Any thoughts on Schaff's work? I've wanted to start reading more church history from a Protestant perspective and his 8 vol. set is on sale for under $50 right now.


----------



## JML (Jun 2, 2012)

Haven't read his Church History but his work on creeds is a little too pro-Roman Catholic for my taste.


----------



## Philip (Jun 2, 2012)

Get it---if nothing else, it's considered a classic and time spent engaging great minds (whether or not you agree with them) is never time wasted.


----------



## sgemmen9 (Jun 2, 2012)

I love it. I took a class on it. I wouldn't say it's too "Catholic." After having read all 8 volumes, he's a Reforemd calvinist in his presuppositions.


----------



## Wayne (Jun 2, 2012)

John Lanier said:


> Haven't read his Church History but his work on creeds is a little too pro-Roman Catholic for my taste.



On that note, J. J. Janeway's critique of Schaff and Nevin:

Antidote to the poison of popery in the writings and conduct of Professors Nevin &amp; Schaff, professors in the German Reformed Church in the U. S. of America : Janeway, J. J. (Jacob Jones), 1774-1858 : Free Download & Streaming : Internet Archive


----------



## py3ak (Jun 2, 2012)

He has an amazing ability to write about interesting things in a dull way.


----------



## NB3K (Jun 20, 2012)

I got the 8vol. set and have to say it's very good! I learned that I was a Hussite all along!


----------



## jwithnell (Jun 20, 2012)

if you have any involvement with church history, you shouldn't be caught scratching your head and saying "Philip Schaff who?"


----------



## LeeD (Jun 20, 2012)

Where is it on sale for $50?


----------



## NB3K (Jun 20, 2012)

LeeD said:


> Where is it on sale for $50?



59.99 @ CBD


----------



## NB3K (Jun 20, 2012)

py3ak said:


> He has an amazing ability to write about interesting things in a dull way.



Yeah, well I think D'Aubigne beats him at that!


----------



## PointyHaired Calvinist (Jun 20, 2012)

What does that say about me that I enjoy Schaff and D'Aubigne?


----------



## NB3K (Jun 20, 2012)

PointyHaired Calvinist said:


> What does that say about me that I enjoy Schaff and D'Aubigne?



I don't know. I enjoy them both too. I love history!


----------



## Grimmson (Jun 20, 2012)

py3ak said:


> He has an amazing ability to write about interesting things in a dull way.

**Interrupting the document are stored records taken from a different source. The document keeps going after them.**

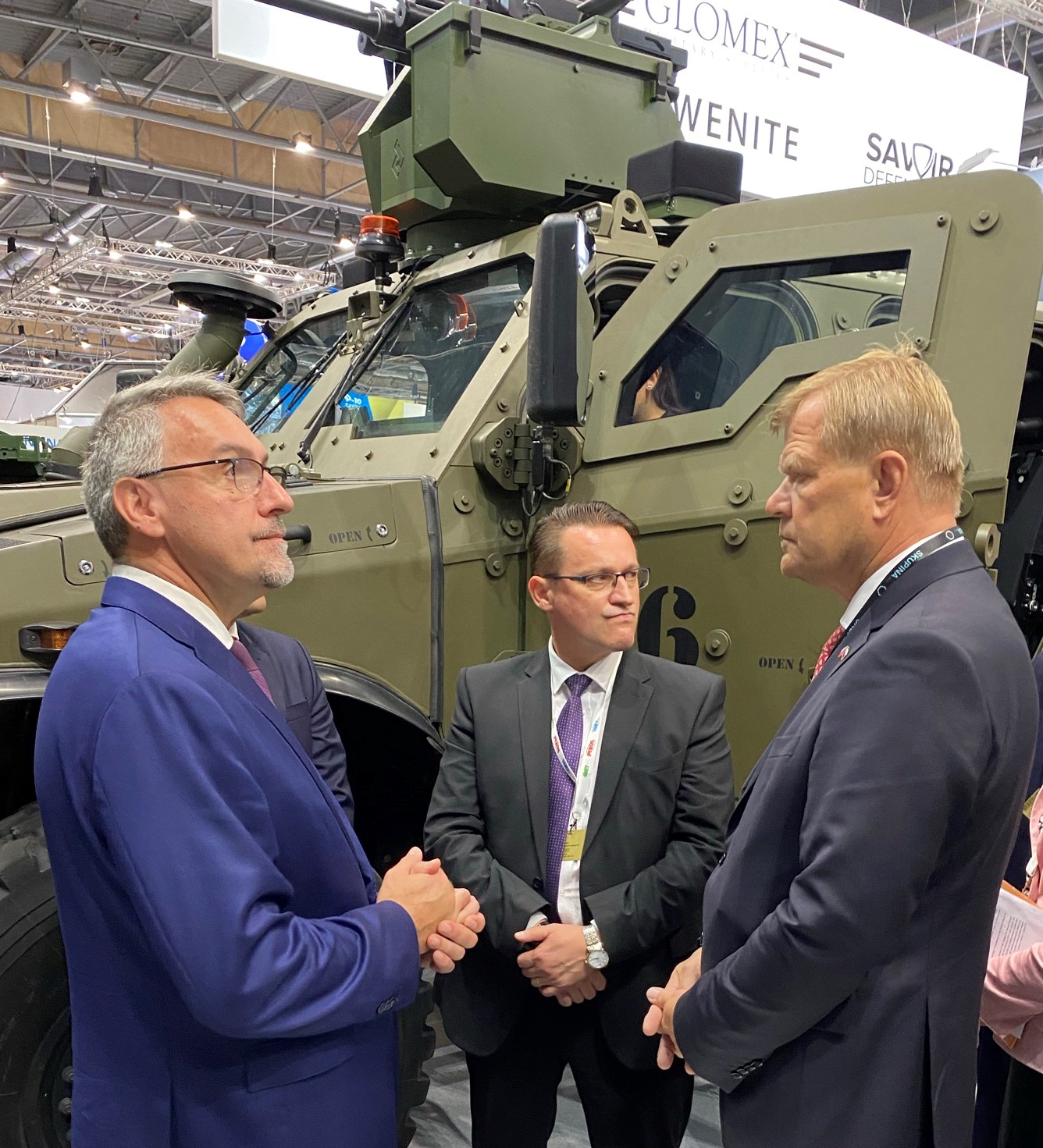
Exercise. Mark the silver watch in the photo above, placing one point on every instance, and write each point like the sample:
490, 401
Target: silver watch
596, 955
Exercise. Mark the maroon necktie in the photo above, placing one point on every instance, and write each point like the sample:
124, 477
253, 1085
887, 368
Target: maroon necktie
243, 657
828, 649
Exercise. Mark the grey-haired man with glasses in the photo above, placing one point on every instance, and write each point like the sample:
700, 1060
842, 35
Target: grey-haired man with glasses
233, 969
582, 798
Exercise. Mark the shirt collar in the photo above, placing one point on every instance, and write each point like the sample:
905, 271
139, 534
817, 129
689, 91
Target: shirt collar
601, 673
867, 588
187, 602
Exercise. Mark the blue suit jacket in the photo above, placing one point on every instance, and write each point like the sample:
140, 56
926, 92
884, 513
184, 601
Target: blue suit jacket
232, 980
299, 695
847, 926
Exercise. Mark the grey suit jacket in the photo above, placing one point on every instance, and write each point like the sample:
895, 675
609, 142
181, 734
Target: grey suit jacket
662, 798
847, 926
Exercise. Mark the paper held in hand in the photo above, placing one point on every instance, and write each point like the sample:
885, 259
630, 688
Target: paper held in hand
1018, 924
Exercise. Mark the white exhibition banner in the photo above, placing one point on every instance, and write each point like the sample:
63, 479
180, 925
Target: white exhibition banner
816, 94
258, 36
819, 94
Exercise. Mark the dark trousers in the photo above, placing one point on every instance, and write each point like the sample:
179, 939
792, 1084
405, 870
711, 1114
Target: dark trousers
514, 1092
1021, 1125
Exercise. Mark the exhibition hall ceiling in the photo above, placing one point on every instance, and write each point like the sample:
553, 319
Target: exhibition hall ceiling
176, 151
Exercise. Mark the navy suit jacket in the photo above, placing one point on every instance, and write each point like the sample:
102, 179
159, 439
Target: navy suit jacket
847, 926
297, 691
232, 980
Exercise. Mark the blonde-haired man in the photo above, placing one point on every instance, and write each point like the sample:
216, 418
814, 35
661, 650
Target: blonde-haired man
835, 998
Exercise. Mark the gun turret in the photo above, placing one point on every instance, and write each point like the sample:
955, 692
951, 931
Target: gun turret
509, 110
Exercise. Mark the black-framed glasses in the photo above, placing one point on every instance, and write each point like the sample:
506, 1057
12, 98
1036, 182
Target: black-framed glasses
635, 579
246, 473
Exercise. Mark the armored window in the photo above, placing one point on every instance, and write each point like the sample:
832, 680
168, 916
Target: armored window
743, 315
430, 350
287, 372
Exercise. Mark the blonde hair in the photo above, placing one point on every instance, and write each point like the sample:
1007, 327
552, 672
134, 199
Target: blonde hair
887, 400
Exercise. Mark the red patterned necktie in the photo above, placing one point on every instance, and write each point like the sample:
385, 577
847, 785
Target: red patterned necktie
828, 649
244, 657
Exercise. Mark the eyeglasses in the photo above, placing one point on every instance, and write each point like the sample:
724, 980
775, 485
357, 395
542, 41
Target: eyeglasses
635, 579
246, 473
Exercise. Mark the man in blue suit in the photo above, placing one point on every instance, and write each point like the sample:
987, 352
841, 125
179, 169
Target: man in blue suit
836, 996
233, 972
299, 696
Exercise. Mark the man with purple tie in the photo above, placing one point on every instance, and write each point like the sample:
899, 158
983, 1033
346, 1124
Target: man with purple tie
582, 798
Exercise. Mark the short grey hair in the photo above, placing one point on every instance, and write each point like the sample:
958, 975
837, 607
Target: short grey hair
128, 440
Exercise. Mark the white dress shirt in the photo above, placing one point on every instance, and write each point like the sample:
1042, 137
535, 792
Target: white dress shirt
602, 675
187, 602
869, 588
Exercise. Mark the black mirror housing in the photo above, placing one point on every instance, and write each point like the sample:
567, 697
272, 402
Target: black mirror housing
561, 329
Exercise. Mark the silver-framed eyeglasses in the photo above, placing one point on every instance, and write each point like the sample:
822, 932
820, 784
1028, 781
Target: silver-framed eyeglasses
636, 579
246, 473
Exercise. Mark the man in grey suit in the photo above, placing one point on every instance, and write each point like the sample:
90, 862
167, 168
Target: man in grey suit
845, 930
582, 797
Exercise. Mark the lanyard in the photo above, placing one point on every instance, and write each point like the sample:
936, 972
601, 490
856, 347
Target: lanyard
932, 546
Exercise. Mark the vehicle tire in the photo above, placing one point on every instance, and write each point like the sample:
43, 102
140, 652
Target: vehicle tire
416, 1043
36, 1043
36, 1047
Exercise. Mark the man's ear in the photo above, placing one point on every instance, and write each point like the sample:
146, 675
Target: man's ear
139, 506
539, 589
891, 475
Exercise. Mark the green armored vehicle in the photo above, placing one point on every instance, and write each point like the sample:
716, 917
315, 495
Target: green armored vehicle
561, 300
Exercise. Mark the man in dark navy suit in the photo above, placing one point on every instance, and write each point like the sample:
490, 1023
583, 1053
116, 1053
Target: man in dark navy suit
297, 692
836, 996
234, 974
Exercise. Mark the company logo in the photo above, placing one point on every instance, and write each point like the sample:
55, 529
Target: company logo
728, 28
894, 161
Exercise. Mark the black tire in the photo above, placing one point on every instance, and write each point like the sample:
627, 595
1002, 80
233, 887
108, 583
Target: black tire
416, 1043
36, 1048
36, 1043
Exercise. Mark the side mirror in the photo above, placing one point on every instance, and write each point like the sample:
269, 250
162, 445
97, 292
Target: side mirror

I disagree, I have not found his writings dull at all.


----------



## py3ak (Jun 20, 2012)

NB3K said:


> py3ak said:
> 
> 
> > He has an amazing ability to write about interesting things in a dull way.
> ...



D'Aubigne is a decent writer: Schaff is not terribly good at writing (or at writing well, since obviously the mechanical production of works was not very difficult for him), and interjects ridiculous remarks along the way.


----------



## NB3K (Jun 21, 2012)

py3ak said:


> interjects ridiculous remarks along the way.


.

Can you please give me an example like vol. and page so I can see for myself what you are speaking about. I am not questioning you, but I want to see for myself what you are speaking about.


----------



## py3ak (Jun 21, 2012)

How dare you question me?!

Philip Schaff, _History of the Christian Church_, v.2, ch.6,§76, p.267
"Art reaches its real perfection in worship, as an embodiment of devotion in beautiful forms, which afford a pure pleasure, and at the same time excite and promote devotional feeling."


----------